From: =?utf-8?Q?Toke_H=C3=B8iland-J=C3=B8rgensen?= <toke@toke.dk>
To: Felix Fietkau <nbd@nbd.name>
Cc: linux-wireless <linux-wireless@vger.kernel.org>,
	Michal Kazior <michal.kazior@tieto.com>
Subject: Re: TCP performance regression in mac80211 triggered by the fq code
References: <11fa6d16-21e2-2169-8d18-940f6dc11dca@nbd.name>
Date: Tue, 12 Jul 2016 14:28:07 +0200
In-Reply-To: <11fa6d16-21e2-2169-8d18-940f6dc11dca@nbd.name> (Felix Fietkau's
	message of "Tue, 12 Jul 2016 12:09:24 +0200")
Message-ID: <87shvfujl4.fsf@toke.dk> (sfid-20160712_142818_031004_CF729438)
MIME-Version: 1.0
Content-Type: text/plain
Sender: linux-wireless-owner@vger.kernel.org

Felix Fietkau <nbd@nbd.name> writes:

> Hi,
>
> With Toke's ath9k txq patch I've noticed a pretty nasty performance
> regression when running local iperf on an AP (running the txq stuff) to
> a wireless client.
>
> Here's some things that I found:
> - when I use only one TCP stream I get around 90-110 Mbit/s
> - when running multiple TCP streams, I get only 35-40 Mbit/s total
> - fairness between TCP streams looks completely fine
> - there's no big queue buildup, the code never actually drops any packets
> - if I put a hack in the fq code to force the hash to a constant value
> (effectively disabling fq without disabling codel), the problem
> disappears and even multiple streams get proper performance.
>
> Please let me know if you have any ideas.

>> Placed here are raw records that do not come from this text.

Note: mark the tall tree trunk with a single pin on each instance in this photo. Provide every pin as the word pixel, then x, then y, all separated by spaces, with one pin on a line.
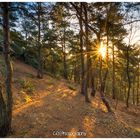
pixel 81 50
pixel 128 77
pixel 64 56
pixel 133 91
pixel 6 108
pixel 88 64
pixel 102 86
pixel 93 91
pixel 40 65
pixel 113 75
pixel 138 86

Hmm, I see two TCP streams get about the same aggregate throughput as
one, both when started from the AP and when started one hop away.
However, do see TCP flows take a while to ramp up when started from the
AP - a short test gets ~70Mbps when run from one hop away and ~50Mbps
when run from the AP. how long are you running the tests for?

(I seem to recall the ramp-up issue to be there pre-patch as well,
though).

As for why this would happen... There could be a bug in the dequeue code
somewhere, but since you get better performance from sticking everything
into one queue, my best guess would be that the client is choking on the
interleaved packets? I.e. expending more CPU when it can't stick
subsequent packets into the same TCP flow?

-Toke